В поезде сквозь дремоту настойчиво представлялось, как на голове у Горки между раздутых волос стоит блестящий луч и, похоже, погружается Горке в череп или сам по себе делается короче. И пока добирался до деревни на попутных грузовиках, он все старался представить яснее, извлечь из тумана — и не мог. Только один раз увидел — и то скорее мелькнуло, что не луч, а стержень с проводами.
Как он и ожидал, Дерьяныч мельтешил и сводил все разговоры к рыбалке. И даже хуже, чем ожидал. Никак нельзя было вырваться от Дерьяныча и пойти в лес. И про Горку Дерьяныч не рассказывал, тоже вопреки ожиданиям.
— Егор те, кто его знаиит, — тянул Дерьяныч, отводя глаза.
Резиновые сапоги обладают свойством зачерпывать воду как раз, когда холодно. И уж потом солнце взойдет, а никак не отогреешься, бьет дождь… Он зачерпнул в сапог, садясь в лодку.
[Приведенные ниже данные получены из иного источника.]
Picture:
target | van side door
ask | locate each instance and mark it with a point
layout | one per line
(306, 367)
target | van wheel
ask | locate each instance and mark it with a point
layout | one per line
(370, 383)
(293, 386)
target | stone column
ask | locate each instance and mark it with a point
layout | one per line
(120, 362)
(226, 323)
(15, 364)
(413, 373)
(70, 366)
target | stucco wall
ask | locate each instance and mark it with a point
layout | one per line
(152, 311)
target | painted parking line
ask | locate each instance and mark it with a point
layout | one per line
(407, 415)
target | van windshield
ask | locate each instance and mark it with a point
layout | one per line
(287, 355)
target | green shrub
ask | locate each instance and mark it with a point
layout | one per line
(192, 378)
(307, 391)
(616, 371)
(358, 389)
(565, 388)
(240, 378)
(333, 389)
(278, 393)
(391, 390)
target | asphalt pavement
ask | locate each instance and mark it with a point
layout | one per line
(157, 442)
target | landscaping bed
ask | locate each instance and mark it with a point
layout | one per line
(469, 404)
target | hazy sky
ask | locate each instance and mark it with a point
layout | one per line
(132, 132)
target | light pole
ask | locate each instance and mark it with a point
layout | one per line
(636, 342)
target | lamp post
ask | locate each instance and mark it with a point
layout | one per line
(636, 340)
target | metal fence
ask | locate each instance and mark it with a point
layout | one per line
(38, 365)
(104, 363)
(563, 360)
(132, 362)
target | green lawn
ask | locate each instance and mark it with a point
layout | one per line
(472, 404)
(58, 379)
В тумане, в холоде, на рассвете.
Озлился и восстал. Потребовал, чтобы Дерьяныч один выгребал к камышам, а сам назад, в хату.
— Переобуюсь, я те свистну.
Переобувался так, будто расправлялся с сапогом, портянкой, с ногой за их проступки, им и еще кому-то назло. И пошел не к реке, а задами к лесу. Через бугры не полез, обошел стороной. У первых сосен присел на пень и, закрыв глаза, вдыхал аромат смолы, хвои.